WHY can I not use this 999€ keyboards features without?

Without Komplete Kontrol this thing is literally just 88 keys, no further function. So No-Kontrol.
(Also that annoying expression touch strip directly below the fucking modwheel. It drives me crazy. The number of times I accidentally lowered some instruments volume...)


----------



## davidson (Dec 15, 2019)

MA-Simon said:


> (Also that annoying expression touch strip directly below the fucking modwheel. It drives me crazy. The number of times I accidentally lowered some instruments volume...)



Agreed, ridiculous design choice! If you dont use it (who does?), just disable it https://support.native-instruments....61-touch-sensitive-smart-strip-disable-en-us-


----------



## pinki (Dec 15, 2019)

davidson said:


> Could you expand a little?


Just make a User Kontakt preset and Save As all your instruments


----------



## Reid Rosefelt (Dec 15, 2019)

Here's why you need to load KK for the light guides. KK offers a different feature set depending on which keyboard is connected to it. If you plug in an M32 it is one thing, if you have an A controller it is different. MK1 does one thing and MK11 does another. It's different for every size. And there will be a third generation and it will be different there too.

In my case, I thought the MKI was very useful, but my 88 key MKII is ten times more useful. I purchased an M32 for use as a travel keyboard and resold it a week later. The way KK was implemented in the M32 was of zero value to me.

Komplete Kontrol is a handshake between the sofware and the controller. That's what it is. If you think all that code could be added to Kontakt and then Kontakt would still work with every existing Kontakt library... good luck with that. KK is either separate from Kontakt or there is no KK.

And KK works with non-Kontakt instruments. Most of the time if I can see colored keys on my screen when I load an instrument up--if I load it up within KK, the colored keys work on my KK controller. I don't have to make a preset--they just do. When I loaded up Karoryfer Samples' Sforzando "Hadziha" within KK, the light guides worked immediately. If they don't work, you can save a user preset, as mentioned above, or better still, make your own templates.

Within KK you can create templates that work with any controller. If you're working with a small keyboard that doesn't have any knobs, you can still do things like audition sounds by using the arrow keys on your computer keyboard.

My very favorite feature in NKS is making my own templates. Not only can I set up the light guides the way I want, I can decide the way I want the knobs to be implemented.

One reason why I realize that many people feel that NKS isn't useful is that most developers make minimal use of what KK is capable of. They do 5% and call it NKS. Put four parameters on the knobs and call it a day.

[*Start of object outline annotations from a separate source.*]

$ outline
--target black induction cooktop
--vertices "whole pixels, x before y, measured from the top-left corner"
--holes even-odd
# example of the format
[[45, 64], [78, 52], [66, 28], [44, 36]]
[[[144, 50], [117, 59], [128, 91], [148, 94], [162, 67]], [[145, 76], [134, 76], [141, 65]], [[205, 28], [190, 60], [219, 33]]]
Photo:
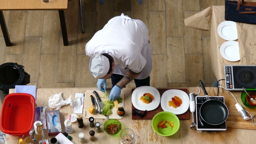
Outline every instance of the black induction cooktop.
[[256, 65], [224, 65], [226, 90], [256, 88]]
[[[210, 99], [215, 99], [224, 103], [224, 97], [209, 96]], [[205, 122], [200, 116], [200, 108], [203, 104], [206, 101], [205, 96], [196, 97], [196, 113], [197, 115], [197, 131], [211, 132], [226, 130], [226, 122], [218, 125], [211, 125]]]

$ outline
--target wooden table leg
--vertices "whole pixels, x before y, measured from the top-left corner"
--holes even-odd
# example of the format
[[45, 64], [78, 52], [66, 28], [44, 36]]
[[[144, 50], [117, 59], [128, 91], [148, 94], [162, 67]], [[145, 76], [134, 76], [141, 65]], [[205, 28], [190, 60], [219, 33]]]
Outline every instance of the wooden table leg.
[[68, 33], [67, 32], [67, 26], [65, 20], [65, 15], [64, 10], [59, 10], [59, 20], [60, 20], [60, 26], [61, 26], [61, 32], [62, 32], [62, 37], [63, 43], [64, 46], [69, 46], [69, 39], [68, 39]]
[[84, 28], [84, 20], [83, 16], [83, 9], [82, 8], [82, 0], [79, 0], [79, 8], [80, 9], [80, 18], [81, 19], [81, 25], [82, 26], [82, 32], [83, 33], [85, 33], [85, 29]]
[[5, 23], [5, 20], [4, 20], [3, 13], [2, 10], [0, 10], [0, 25], [1, 25], [1, 28], [2, 28], [2, 32], [3, 32], [3, 38], [5, 41], [5, 45], [6, 45], [6, 46], [10, 46], [11, 41], [10, 40], [10, 38], [9, 36], [9, 33], [8, 33], [8, 30], [7, 29], [6, 23]]

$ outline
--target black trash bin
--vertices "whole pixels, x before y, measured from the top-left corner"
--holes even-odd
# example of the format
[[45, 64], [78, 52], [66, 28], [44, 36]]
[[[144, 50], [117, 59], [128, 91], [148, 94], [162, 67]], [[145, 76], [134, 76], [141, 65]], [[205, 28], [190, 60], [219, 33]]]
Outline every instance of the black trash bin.
[[9, 89], [15, 88], [16, 85], [26, 85], [30, 82], [30, 75], [23, 68], [23, 65], [13, 62], [0, 65], [0, 98], [2, 103], [9, 94]]

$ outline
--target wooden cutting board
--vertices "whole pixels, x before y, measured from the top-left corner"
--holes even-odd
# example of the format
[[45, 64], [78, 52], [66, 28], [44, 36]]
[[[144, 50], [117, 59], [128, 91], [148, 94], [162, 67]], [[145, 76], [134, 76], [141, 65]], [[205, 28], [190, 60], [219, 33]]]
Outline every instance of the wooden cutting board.
[[[187, 88], [157, 88], [157, 89], [158, 91], [158, 92], [159, 92], [159, 93], [160, 94], [160, 97], [162, 97], [162, 95], [163, 95], [163, 94], [164, 93], [164, 92], [165, 92], [168, 90], [172, 89], [179, 89], [179, 90], [181, 90], [182, 91], [184, 91], [185, 92], [186, 92], [187, 94]], [[135, 89], [135, 88], [133, 88], [132, 89], [132, 92], [133, 92], [133, 91]], [[134, 106], [133, 106], [133, 105], [132, 105], [132, 103], [131, 104], [131, 107], [132, 107], [132, 109], [134, 109], [134, 108], [135, 108], [135, 107], [134, 107]], [[143, 111], [143, 112], [144, 111]], [[157, 108], [156, 108], [152, 111], [147, 111], [146, 117], [144, 117], [143, 118], [140, 118], [139, 117], [135, 116], [133, 115], [131, 115], [131, 119], [152, 119], [154, 116], [155, 116], [155, 115], [156, 115], [157, 113], [158, 113], [159, 112], [161, 112], [161, 111], [164, 111], [164, 110], [163, 110], [163, 109], [161, 107], [161, 103], [160, 103], [159, 105], [158, 105], [158, 106]], [[189, 110], [188, 109], [187, 111], [186, 111], [185, 113], [184, 113], [182, 114], [181, 114], [181, 115], [176, 115], [177, 116], [177, 117], [178, 117], [178, 118], [179, 118], [179, 119], [189, 119], [189, 118], [190, 118], [189, 113], [190, 113]]]
[[[99, 97], [104, 96], [105, 95], [105, 92], [102, 92], [101, 91], [95, 91]], [[100, 114], [97, 114], [96, 115], [92, 115], [89, 112], [89, 108], [92, 107], [92, 100], [91, 99], [91, 95], [92, 95], [95, 98], [96, 98], [95, 95], [92, 92], [93, 91], [86, 91], [85, 92], [85, 99], [84, 100], [84, 109], [83, 109], [83, 116], [85, 118], [89, 118], [92, 117], [95, 119], [108, 119], [105, 115]], [[108, 94], [109, 95], [110, 91], [108, 91]], [[121, 92], [121, 94], [120, 97], [123, 98], [123, 105], [124, 108], [125, 108], [125, 94]], [[108, 99], [106, 99], [101, 98], [101, 99], [102, 101], [105, 101], [108, 100]], [[96, 108], [97, 108], [97, 107]], [[118, 108], [114, 107], [112, 108], [112, 114], [108, 116], [109, 118], [115, 118], [115, 119], [121, 119], [124, 116], [121, 117], [118, 115], [117, 114]]]

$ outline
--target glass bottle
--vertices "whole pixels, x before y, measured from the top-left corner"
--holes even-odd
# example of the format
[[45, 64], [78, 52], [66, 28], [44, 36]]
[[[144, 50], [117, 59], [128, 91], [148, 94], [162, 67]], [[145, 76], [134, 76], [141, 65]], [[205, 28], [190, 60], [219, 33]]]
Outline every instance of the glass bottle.
[[85, 140], [84, 138], [85, 134], [83, 133], [79, 133], [78, 136], [79, 137], [79, 142], [80, 144], [84, 144], [85, 143]]
[[94, 124], [94, 118], [93, 117], [89, 118], [89, 121], [90, 121], [90, 127], [94, 128], [95, 124]]
[[117, 115], [120, 116], [123, 116], [125, 113], [125, 110], [123, 108], [123, 104], [120, 103], [118, 105], [118, 106], [119, 108], [117, 111]]
[[96, 131], [96, 133], [99, 133], [100, 132], [101, 129], [100, 129], [100, 123], [98, 122], [96, 122], [95, 123], [95, 126], [96, 128], [95, 128], [95, 131]]
[[82, 117], [81, 116], [81, 115], [77, 115], [77, 125], [78, 125], [78, 128], [82, 128], [84, 127], [84, 121]]
[[91, 141], [95, 141], [95, 136], [94, 134], [95, 134], [95, 132], [94, 131], [91, 131], [89, 132], [90, 135], [91, 136]]

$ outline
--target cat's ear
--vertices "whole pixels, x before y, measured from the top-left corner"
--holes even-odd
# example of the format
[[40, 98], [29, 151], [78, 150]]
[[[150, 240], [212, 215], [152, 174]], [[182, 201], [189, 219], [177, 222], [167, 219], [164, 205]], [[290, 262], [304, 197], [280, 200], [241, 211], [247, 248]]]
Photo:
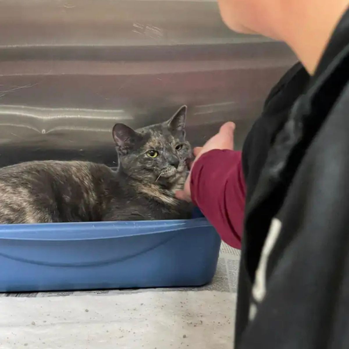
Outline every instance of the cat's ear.
[[181, 106], [168, 121], [169, 129], [172, 132], [185, 133], [185, 119], [187, 117], [187, 106]]
[[116, 124], [113, 127], [113, 138], [118, 148], [129, 147], [140, 137], [139, 133], [123, 124]]

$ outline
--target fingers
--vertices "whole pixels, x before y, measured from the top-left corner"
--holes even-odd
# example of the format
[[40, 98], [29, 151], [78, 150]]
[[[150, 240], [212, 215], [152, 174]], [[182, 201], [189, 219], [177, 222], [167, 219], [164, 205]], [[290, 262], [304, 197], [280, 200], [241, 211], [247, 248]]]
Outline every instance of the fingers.
[[183, 190], [176, 192], [174, 193], [174, 196], [179, 200], [183, 200], [188, 202], [190, 202], [192, 201], [190, 196]]

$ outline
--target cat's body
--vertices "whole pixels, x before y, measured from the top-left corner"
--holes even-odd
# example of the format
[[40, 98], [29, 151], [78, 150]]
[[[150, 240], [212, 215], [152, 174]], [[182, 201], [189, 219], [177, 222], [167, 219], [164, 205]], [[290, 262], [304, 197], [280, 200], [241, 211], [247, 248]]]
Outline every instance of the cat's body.
[[174, 197], [183, 188], [191, 154], [183, 110], [166, 123], [136, 131], [116, 125], [116, 171], [81, 161], [34, 161], [0, 169], [0, 223], [189, 218], [190, 205]]

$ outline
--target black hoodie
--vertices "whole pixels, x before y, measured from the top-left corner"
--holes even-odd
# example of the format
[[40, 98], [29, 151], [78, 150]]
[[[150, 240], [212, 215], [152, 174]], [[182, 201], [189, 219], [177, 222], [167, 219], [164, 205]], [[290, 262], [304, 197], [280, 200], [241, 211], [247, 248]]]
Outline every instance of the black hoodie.
[[348, 82], [349, 12], [246, 139], [236, 349], [349, 348]]

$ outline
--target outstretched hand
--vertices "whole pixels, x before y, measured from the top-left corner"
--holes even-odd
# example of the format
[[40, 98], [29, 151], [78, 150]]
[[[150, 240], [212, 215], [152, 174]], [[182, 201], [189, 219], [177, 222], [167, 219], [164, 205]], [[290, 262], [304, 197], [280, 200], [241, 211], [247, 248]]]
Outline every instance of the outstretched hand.
[[194, 164], [203, 154], [214, 149], [234, 150], [234, 132], [235, 129], [235, 124], [233, 122], [226, 122], [221, 126], [218, 133], [210, 138], [203, 147], [197, 147], [194, 148], [193, 153], [195, 158], [191, 164], [189, 164], [191, 171], [184, 184], [183, 190], [178, 191], [176, 193], [176, 197], [177, 199], [188, 202], [191, 201], [190, 193], [191, 169]]

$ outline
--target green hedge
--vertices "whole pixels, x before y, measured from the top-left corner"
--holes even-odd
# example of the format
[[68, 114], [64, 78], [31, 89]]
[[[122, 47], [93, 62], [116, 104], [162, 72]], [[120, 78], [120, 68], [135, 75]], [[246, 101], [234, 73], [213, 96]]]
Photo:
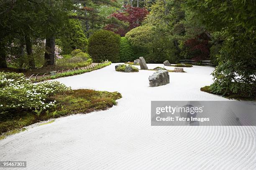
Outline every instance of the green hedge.
[[111, 64], [111, 62], [108, 62], [105, 63], [102, 63], [99, 65], [97, 65], [95, 67], [87, 70], [80, 70], [77, 71], [72, 71], [72, 72], [65, 72], [63, 73], [57, 74], [56, 75], [47, 77], [46, 78], [41, 78], [35, 81], [39, 82], [42, 81], [44, 81], [47, 80], [55, 79], [56, 78], [63, 78], [64, 77], [72, 76], [72, 75], [77, 75], [79, 74], [84, 73], [85, 72], [90, 72], [92, 71], [100, 69], [104, 67], [106, 67]]
[[132, 61], [134, 60], [133, 55], [133, 50], [128, 40], [125, 37], [121, 37], [120, 40], [120, 61]]
[[88, 52], [95, 62], [108, 60], [119, 61], [120, 36], [114, 32], [102, 30], [95, 32], [89, 40]]

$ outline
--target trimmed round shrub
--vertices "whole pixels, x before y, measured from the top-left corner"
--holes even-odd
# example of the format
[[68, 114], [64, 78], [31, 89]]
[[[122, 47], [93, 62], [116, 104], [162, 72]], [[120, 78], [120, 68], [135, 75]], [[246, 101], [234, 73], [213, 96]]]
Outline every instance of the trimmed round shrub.
[[119, 35], [102, 30], [95, 32], [90, 37], [88, 52], [94, 62], [100, 62], [108, 60], [117, 62], [119, 61], [120, 46]]
[[125, 37], [121, 37], [120, 40], [120, 61], [125, 62], [132, 61], [134, 58], [133, 52], [130, 42]]

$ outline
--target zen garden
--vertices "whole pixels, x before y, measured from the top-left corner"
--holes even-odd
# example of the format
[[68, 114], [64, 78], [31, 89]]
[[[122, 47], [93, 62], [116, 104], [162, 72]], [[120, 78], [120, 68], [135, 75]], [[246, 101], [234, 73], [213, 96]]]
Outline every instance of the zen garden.
[[256, 1], [2, 0], [0, 9], [0, 162], [256, 169], [256, 125], [150, 122], [154, 101], [239, 102], [256, 113]]

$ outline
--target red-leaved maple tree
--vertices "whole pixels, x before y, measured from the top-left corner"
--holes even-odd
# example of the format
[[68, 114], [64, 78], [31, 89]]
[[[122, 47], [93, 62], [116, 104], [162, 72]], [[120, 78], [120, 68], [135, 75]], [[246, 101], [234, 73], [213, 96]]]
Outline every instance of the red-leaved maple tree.
[[144, 8], [133, 7], [130, 5], [125, 6], [124, 8], [124, 10], [114, 13], [108, 17], [115, 17], [118, 20], [128, 22], [129, 27], [127, 28], [123, 28], [116, 24], [110, 24], [105, 26], [105, 30], [113, 31], [123, 36], [131, 29], [140, 26], [148, 13], [148, 11]]

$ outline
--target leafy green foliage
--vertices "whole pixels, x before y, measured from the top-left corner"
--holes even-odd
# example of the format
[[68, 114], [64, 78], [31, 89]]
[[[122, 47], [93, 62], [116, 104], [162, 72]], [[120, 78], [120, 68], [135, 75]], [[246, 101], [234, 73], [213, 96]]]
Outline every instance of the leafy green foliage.
[[131, 72], [138, 72], [138, 69], [137, 68], [134, 66], [132, 66], [126, 64], [122, 64], [119, 65], [115, 69], [115, 70], [117, 71], [120, 71], [121, 72], [125, 72], [125, 70], [127, 67], [131, 67], [132, 70]]
[[136, 58], [145, 57], [152, 50], [154, 33], [153, 28], [148, 25], [138, 27], [126, 33], [125, 38], [132, 46]]
[[72, 71], [72, 72], [65, 72], [62, 73], [59, 73], [54, 75], [53, 76], [50, 77], [48, 79], [39, 79], [36, 81], [38, 82], [42, 81], [45, 80], [50, 80], [50, 79], [55, 79], [60, 78], [63, 78], [64, 77], [71, 76], [72, 75], [77, 75], [79, 74], [84, 73], [85, 72], [90, 72], [92, 71], [95, 70], [96, 70], [100, 69], [101, 68], [106, 67], [108, 65], [111, 64], [111, 62], [108, 62], [107, 63], [103, 63], [100, 64], [98, 65], [97, 65], [94, 67], [93, 68], [87, 69], [86, 70], [79, 70], [77, 71]]
[[23, 74], [0, 72], [0, 113], [47, 110], [54, 107], [49, 98], [69, 90], [59, 82], [33, 84]]
[[210, 48], [210, 58], [211, 62], [216, 66], [219, 65], [218, 55], [220, 54], [220, 50], [221, 48], [221, 45], [218, 44], [212, 45]]
[[[116, 105], [115, 100], [121, 97], [121, 94], [116, 92], [110, 92], [87, 89], [69, 90], [56, 94], [49, 99], [50, 100], [56, 100], [56, 107], [46, 112], [43, 111], [38, 116], [34, 112], [23, 111], [14, 115], [1, 115], [0, 135], [13, 130], [15, 130], [14, 132], [18, 132], [16, 130], [40, 121], [73, 114], [105, 110]], [[11, 135], [14, 132], [6, 135]], [[1, 136], [0, 136], [0, 140]]]
[[[84, 52], [82, 52], [81, 53], [86, 54]], [[87, 54], [85, 55], [89, 55]], [[56, 66], [59, 69], [67, 70], [73, 69], [75, 67], [77, 68], [86, 67], [92, 64], [92, 60], [90, 58], [86, 58], [84, 56], [77, 56], [69, 58], [63, 58], [59, 59], [56, 62]]]
[[225, 41], [217, 55], [219, 65], [212, 74], [213, 92], [256, 95], [255, 37], [255, 33], [238, 34]]
[[69, 54], [77, 49], [81, 50], [81, 52], [86, 51], [88, 41], [77, 20], [69, 20], [61, 32], [60, 40], [64, 54]]
[[120, 61], [124, 62], [134, 60], [133, 52], [130, 42], [125, 37], [121, 37], [120, 40]]
[[207, 29], [223, 35], [220, 50], [212, 54], [219, 65], [212, 73], [212, 92], [255, 96], [256, 2], [189, 0], [186, 5]]
[[120, 36], [114, 32], [101, 30], [95, 32], [89, 39], [88, 52], [95, 62], [107, 60], [118, 62]]
[[74, 50], [73, 51], [72, 51], [72, 52], [70, 53], [70, 54], [73, 57], [75, 57], [76, 55], [77, 55], [77, 54], [80, 52], [82, 52], [82, 50], [80, 49], [76, 49], [76, 50]]

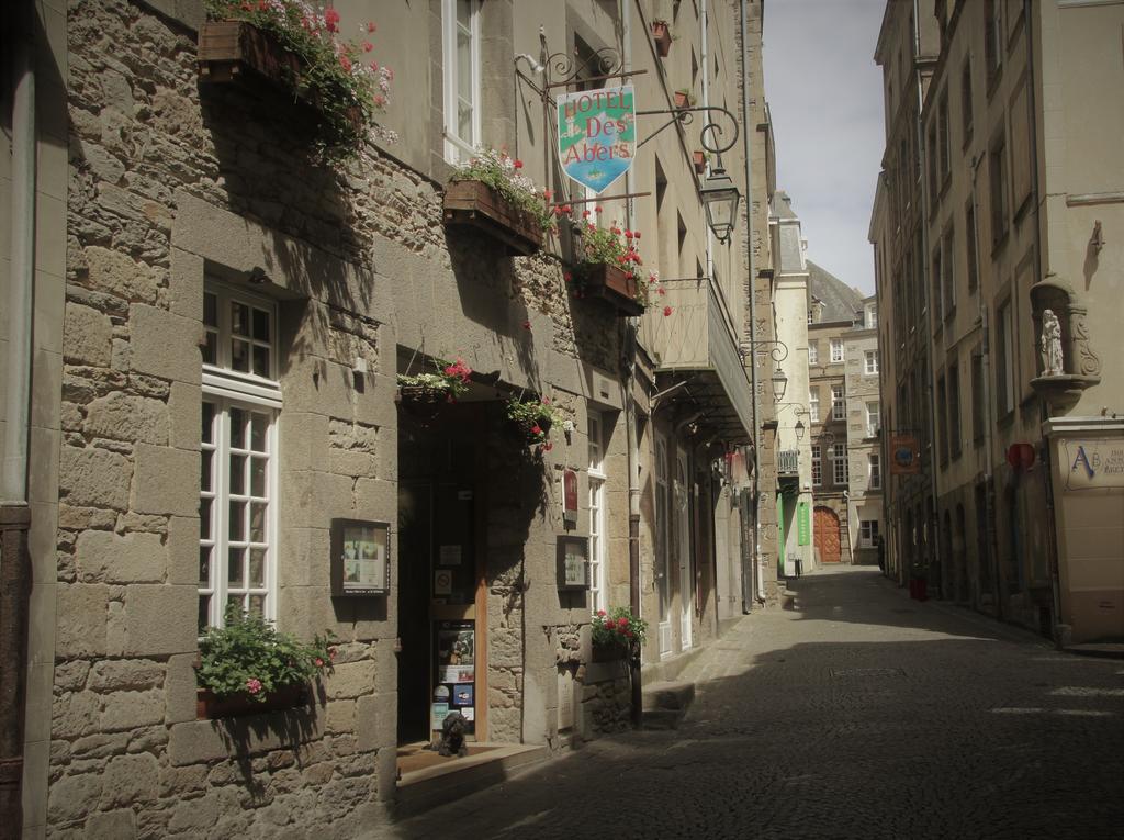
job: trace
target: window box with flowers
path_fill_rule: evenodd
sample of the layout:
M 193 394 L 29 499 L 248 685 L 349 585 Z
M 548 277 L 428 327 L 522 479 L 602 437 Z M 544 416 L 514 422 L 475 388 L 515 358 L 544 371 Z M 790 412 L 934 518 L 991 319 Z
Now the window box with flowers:
M 310 644 L 232 605 L 221 627 L 199 640 L 197 716 L 238 717 L 308 705 L 310 683 L 330 671 L 333 634 Z
M 588 218 L 589 211 L 582 215 Z M 643 315 L 656 297 L 664 293 L 654 271 L 642 273 L 643 260 L 637 250 L 640 233 L 617 227 L 599 227 L 586 222 L 580 228 L 581 262 L 574 268 L 578 297 L 604 300 L 620 316 Z
M 445 187 L 445 224 L 480 231 L 515 256 L 541 250 L 554 226 L 550 193 L 522 169 L 523 161 L 506 152 L 478 151 Z
M 433 373 L 398 374 L 398 403 L 410 414 L 433 417 L 469 389 L 472 368 L 463 359 L 434 359 L 433 365 Z
M 560 421 L 558 409 L 551 405 L 550 397 L 511 397 L 507 401 L 507 419 L 510 427 L 529 446 L 538 452 L 550 452 L 551 428 Z
M 373 22 L 361 43 L 338 37 L 339 12 L 301 0 L 206 0 L 199 30 L 199 76 L 280 88 L 316 115 L 316 148 L 325 160 L 355 155 L 371 135 L 393 141 L 377 117 L 390 101 L 393 73 L 371 52 Z
M 591 623 L 595 662 L 638 657 L 647 633 L 647 622 L 633 615 L 628 607 L 598 609 Z
M 656 54 L 667 58 L 671 53 L 671 27 L 667 20 L 652 21 L 652 39 L 655 42 Z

On the other, I just got Sonokinetic's AMS bundle. The AMS instruments have a very unique microphone array. Different kinds of microphones can be moved in and out, left and right, and wider apart.





Without NKS the mics can be adjusted on a different page. Useful if you know what you want-- but with NKS, the mics are integrated with the instrument. You can play the microphone soundscape while you play the bells, chimes, bowls, etc. For me, this is transformative. Also, you can adjust each beat of the arps using the knobs, something I've never seen before. Sonokinetic is always trying to move the envelope forward in every way, so they show the potential of NKS. But if you don't happen to own a library that uses the full potential of NKS, I can understand why you might not think much of it.

When I read these kinds of posts I strongly suspect that many people have not studied the manual, have never gone on YouTube to learn about unexpected features, and haven't made their own explorations into how NKS can transform libraries like the AMS ones. Personally, I'm still learning new things every day.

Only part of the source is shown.